FARMINGTON — Every boys' basketball team in Maine celebrates the hope and excitement of the new season.
You can be certain that not one of those teams shares the same perspective of the word "new" as the Mt. Blue Cougars.
For starters, out of the sawdust of the giant construction site at the corner of Whittier and Seamon roads, nestled within a still-being-refurbished campus, stands a beautiful new gymnasium.
Brighter lights, a glistening floor and pared-down bleachers much closer to the action are a feast for the eyes.
"That gym is awesome. That's probably double the size of the gym I'm used to coaching at and playing at from my playing days," Mt. Blue coach Josh Bishop said.
Ah, yes, and there's Bishop.
The Madison and University of Maine at Farmington product accepted the job in September and shares little more than initials with his predecessor. Jim Bessey's first tenure at Mt. Blue began more than a decade before the 26-year-old Bishop was born.
"It's definitely more of a coach-to-player relationship. Coach Bessey is an awesome guy and no disrespect to him. I definitely developed a relationship with both coaches," junior Nate Backus said. "Coach Bessey and Coach Bishop are both really, really smart guys. They know the game really well."
New as the swinging doors and the probable mix of music on the coach's iPod are the names on Mt. Blue's roster.
Backus and classmate and fellow co-captain Kindle Bonsall are the only Cougars who saw any varsity time on the team that reached the 2012 Eastern Class A final.
In addition to the two juniors, Mt. Blue will start a pair of sophomores and a freshman.
"We're a young team, but we're learning. I think we'll be alright," Bonsall said. "We did lose a lot of key players. We had some guys who just lost interest and one who got hurt, and we lost nine seniors."
Three more seniors who were part of Mt. Blue's Class B championship football squad elected not to play basketball. Yet another, Cam Abbott, was lost to a knee injury.
It was Abbott who told Bishop in a late-summer conversation that the Cougars still were a team without a coach. Bessey retired in March.
"I had been living in Portland when I heard about it and I couldn't believe it," Bishop said. "Who wouldn't want to coach here, with the program and the system Coach Bessey built and the community support?"
Perhaps some shied away from the challenge of succeeding a legend.
The demonstrative and direct Bessey won just shy of 500 games in his illustrious career. His coaching tree includes state champions Jeff Hart, Gavin Kane, Craig Sickels and Ken Marks as well as Mike Adams, who has guided Edward Little to two regional titles since 2009.
"Bessey was a hell of a coach. He knew so much about the game, spent so much time with the game.

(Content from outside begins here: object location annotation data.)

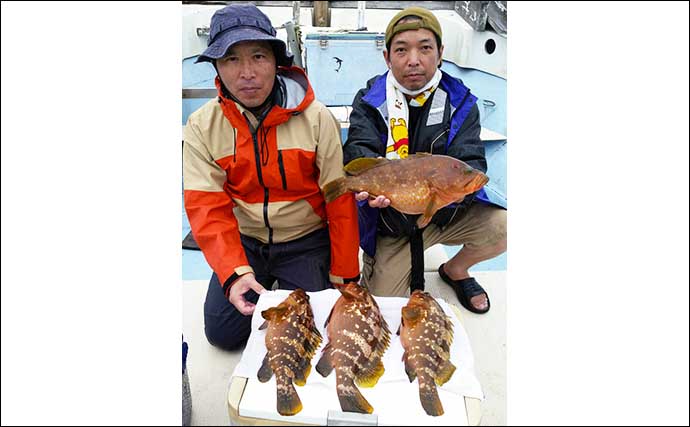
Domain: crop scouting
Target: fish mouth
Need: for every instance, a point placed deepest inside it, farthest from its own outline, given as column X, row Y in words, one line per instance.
column 478, row 182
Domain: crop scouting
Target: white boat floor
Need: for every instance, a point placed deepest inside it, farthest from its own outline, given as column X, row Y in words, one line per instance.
column 210, row 368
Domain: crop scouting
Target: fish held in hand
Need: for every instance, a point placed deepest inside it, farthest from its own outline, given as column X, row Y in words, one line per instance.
column 420, row 184
column 358, row 335
column 291, row 340
column 426, row 334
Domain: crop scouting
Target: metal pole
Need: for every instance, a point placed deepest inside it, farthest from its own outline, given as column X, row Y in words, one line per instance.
column 295, row 12
column 361, row 7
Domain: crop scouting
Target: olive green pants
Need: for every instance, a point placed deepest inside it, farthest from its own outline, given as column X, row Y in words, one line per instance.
column 388, row 273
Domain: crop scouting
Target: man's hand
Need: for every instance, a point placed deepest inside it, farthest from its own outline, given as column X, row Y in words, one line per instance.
column 375, row 202
column 239, row 288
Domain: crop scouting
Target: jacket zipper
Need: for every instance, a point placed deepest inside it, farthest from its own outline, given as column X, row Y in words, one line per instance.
column 261, row 182
column 436, row 139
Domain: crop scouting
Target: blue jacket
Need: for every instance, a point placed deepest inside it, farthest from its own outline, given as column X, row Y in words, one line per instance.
column 449, row 124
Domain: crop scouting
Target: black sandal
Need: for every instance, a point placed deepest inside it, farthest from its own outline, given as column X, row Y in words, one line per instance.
column 465, row 289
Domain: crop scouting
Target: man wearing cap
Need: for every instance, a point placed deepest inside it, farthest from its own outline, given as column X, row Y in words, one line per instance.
column 416, row 107
column 255, row 160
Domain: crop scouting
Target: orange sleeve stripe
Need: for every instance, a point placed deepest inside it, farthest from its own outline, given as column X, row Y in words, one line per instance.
column 344, row 233
column 215, row 230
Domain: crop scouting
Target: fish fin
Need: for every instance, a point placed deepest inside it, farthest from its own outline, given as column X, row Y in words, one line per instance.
column 419, row 154
column 324, row 367
column 265, row 372
column 446, row 371
column 351, row 400
column 363, row 164
column 370, row 377
column 429, row 212
column 288, row 401
column 335, row 189
column 273, row 312
column 347, row 292
column 410, row 315
column 411, row 373
column 328, row 319
column 428, row 396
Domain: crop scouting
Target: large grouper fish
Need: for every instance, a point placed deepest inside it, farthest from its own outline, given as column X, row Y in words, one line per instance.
column 291, row 340
column 358, row 335
column 426, row 334
column 422, row 183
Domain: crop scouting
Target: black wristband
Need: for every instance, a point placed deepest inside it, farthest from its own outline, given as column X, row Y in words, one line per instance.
column 228, row 283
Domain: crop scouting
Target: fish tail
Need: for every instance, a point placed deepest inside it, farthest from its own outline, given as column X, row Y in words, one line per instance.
column 351, row 400
column 302, row 374
column 370, row 377
column 324, row 366
column 428, row 395
column 335, row 189
column 288, row 401
column 447, row 370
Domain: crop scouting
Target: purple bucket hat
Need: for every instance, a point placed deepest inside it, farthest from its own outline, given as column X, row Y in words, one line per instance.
column 242, row 22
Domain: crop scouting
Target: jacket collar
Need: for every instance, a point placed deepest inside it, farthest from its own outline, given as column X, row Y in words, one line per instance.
column 299, row 95
column 456, row 90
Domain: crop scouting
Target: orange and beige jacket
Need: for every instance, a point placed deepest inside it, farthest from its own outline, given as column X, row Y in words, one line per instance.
column 266, row 184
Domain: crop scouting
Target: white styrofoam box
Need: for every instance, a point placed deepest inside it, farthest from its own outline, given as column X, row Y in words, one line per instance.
column 339, row 64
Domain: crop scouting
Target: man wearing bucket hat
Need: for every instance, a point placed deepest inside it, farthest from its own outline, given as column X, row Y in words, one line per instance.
column 255, row 160
column 428, row 111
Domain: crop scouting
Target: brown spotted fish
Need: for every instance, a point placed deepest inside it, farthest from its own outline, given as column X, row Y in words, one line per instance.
column 426, row 334
column 291, row 340
column 358, row 335
column 419, row 184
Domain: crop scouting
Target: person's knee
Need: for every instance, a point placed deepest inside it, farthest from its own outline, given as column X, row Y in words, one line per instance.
column 495, row 228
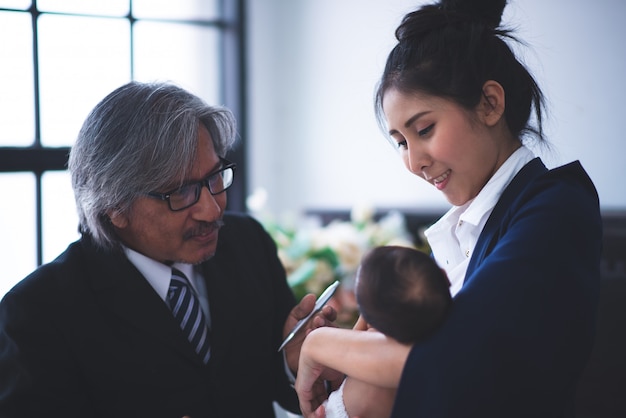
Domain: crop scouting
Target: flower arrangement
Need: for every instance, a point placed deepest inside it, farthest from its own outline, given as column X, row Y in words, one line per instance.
column 316, row 254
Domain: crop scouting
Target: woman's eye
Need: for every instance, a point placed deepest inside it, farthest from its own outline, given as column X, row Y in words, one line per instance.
column 426, row 130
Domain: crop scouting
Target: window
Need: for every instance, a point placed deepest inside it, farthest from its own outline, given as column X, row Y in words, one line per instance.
column 60, row 57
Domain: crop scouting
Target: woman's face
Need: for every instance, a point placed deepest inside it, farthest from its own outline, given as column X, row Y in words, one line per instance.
column 448, row 146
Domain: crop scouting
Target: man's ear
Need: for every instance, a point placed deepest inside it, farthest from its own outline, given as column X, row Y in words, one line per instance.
column 491, row 107
column 118, row 218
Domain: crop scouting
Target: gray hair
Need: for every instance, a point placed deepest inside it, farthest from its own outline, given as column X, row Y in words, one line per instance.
column 140, row 138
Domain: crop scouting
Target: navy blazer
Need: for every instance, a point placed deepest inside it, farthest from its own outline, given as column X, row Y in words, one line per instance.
column 521, row 328
column 87, row 336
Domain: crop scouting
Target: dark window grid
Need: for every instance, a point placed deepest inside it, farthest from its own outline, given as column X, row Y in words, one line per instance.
column 39, row 159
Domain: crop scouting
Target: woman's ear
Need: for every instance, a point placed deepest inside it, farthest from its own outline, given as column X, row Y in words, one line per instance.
column 491, row 108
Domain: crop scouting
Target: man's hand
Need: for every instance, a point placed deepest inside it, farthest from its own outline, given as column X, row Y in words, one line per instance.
column 325, row 317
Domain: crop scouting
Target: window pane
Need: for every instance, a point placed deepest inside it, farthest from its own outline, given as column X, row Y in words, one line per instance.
column 77, row 71
column 100, row 7
column 17, row 106
column 59, row 218
column 18, row 249
column 185, row 54
column 181, row 9
column 15, row 4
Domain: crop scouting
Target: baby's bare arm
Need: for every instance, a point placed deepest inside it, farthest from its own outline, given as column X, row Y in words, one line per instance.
column 364, row 400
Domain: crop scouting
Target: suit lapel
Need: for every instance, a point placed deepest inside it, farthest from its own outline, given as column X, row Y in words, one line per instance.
column 120, row 287
column 225, row 295
column 491, row 231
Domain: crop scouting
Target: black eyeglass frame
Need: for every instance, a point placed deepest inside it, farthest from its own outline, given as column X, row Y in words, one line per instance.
column 205, row 182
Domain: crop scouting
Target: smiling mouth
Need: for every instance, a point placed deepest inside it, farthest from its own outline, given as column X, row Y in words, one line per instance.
column 204, row 230
column 441, row 178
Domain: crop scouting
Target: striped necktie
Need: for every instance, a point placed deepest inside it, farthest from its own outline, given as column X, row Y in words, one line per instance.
column 186, row 309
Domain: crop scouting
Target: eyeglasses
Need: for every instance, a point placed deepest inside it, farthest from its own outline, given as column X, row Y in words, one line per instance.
column 189, row 194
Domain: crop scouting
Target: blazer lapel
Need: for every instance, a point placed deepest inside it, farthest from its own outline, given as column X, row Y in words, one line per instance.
column 124, row 291
column 492, row 228
column 223, row 279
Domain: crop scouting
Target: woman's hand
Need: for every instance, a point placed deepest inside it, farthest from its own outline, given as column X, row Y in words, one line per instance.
column 325, row 317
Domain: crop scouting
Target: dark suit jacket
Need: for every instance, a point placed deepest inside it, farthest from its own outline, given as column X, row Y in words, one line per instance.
column 86, row 336
column 521, row 328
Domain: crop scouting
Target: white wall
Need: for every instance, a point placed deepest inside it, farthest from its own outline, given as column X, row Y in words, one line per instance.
column 313, row 139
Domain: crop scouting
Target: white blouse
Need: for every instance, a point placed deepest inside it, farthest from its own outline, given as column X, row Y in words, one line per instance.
column 453, row 237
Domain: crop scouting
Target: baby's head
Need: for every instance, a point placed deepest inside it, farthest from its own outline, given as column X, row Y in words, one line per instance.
column 402, row 292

He was here for 34 years. That's kind of remarkable," Bonsall said. "This new guy, he's young, but he knows the game pretty well. He's a good coach, smart coach, smart guy."

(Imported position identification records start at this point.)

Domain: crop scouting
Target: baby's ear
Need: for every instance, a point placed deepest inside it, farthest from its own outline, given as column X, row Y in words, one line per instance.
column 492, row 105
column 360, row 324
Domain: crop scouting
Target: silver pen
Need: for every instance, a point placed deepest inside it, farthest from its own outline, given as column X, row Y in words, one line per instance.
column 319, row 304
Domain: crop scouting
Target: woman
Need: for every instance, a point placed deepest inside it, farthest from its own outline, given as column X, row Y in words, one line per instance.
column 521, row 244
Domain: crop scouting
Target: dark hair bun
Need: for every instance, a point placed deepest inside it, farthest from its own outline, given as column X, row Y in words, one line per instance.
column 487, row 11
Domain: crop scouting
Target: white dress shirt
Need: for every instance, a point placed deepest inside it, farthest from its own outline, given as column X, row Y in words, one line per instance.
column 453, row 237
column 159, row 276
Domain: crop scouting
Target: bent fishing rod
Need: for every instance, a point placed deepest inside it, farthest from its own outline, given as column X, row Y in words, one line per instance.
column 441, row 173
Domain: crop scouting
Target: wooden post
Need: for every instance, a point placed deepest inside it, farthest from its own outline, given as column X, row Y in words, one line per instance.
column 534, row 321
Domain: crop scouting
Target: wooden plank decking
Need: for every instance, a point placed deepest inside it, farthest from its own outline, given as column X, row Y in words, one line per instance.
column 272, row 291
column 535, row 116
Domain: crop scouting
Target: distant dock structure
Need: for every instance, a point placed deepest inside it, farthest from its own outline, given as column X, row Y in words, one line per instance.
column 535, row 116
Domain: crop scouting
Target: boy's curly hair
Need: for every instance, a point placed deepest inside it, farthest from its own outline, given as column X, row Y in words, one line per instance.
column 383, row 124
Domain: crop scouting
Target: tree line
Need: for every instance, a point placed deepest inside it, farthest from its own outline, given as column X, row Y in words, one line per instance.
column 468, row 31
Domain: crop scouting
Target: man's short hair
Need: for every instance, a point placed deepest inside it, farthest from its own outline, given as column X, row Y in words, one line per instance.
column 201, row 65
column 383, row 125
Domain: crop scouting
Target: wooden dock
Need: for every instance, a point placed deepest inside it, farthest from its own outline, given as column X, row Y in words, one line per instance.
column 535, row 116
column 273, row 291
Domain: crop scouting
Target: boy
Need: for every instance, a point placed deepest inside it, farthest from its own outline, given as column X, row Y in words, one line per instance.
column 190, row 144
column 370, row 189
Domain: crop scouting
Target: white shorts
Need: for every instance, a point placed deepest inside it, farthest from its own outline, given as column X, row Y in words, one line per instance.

Bishop's first coaching venture began under similar last-minute circumstances.
He was 19 and a UMF sophomore when he got word that Carrabec needed a junior varsity girls' coach. He eventually ascended to the top job.
In high school, Bishop played for the fiery Tom Maines, an experience that taught him "what to do and what not to do," he noted with a smile.
"Growing up in Madison, I know how storied the success is here. Coach Bessey was here for a long time, so clearly he was doing a great job," Bishop said. "I was excited as can be just to have a chance to interview for the job. When they called to tell me I was the coach I was just ecstatic."
Bishop characterized the Cougars' preseason learning curve as trying to make up for their entire lost summer program in two weeks.
Winning efforts in exhibition play days at Oxford Hills and Winslow showed that the commitment is paying off.
"My expectations are probably higher than anybody else's in the area and in the conference," Bishop said. "I know a lot of people aren't expecting much from us. I expect us to get better and push for one of those final playoff spots, personally."
He will lean heavily upon Backus and Bonsall, both starters on the 12-0 football team.
Even as the calendar and season change to December and hoops, those athletes and their community are having a hard time moving on. The team was honored as part of Saturday's Chester Greenwood Day ceremonies.
"We only had one day of rest (before basketball practice). I really had no time to have it fully sink in," Bonsall said. "There are times now when I'm not doing anything when I'll be like, 'Wow, we're state champs.'"
This year's hoop team may not reach that standard, but the Cougars' fresh faces all appreciate their role in building the new regime that someday will lead to the elusive gold basketball.
"A lot of kids came into this thinking we might not be doing so well, but we're actually turning out really well," Backus said. "Once we get together and once we hit that first game, it will start going for us."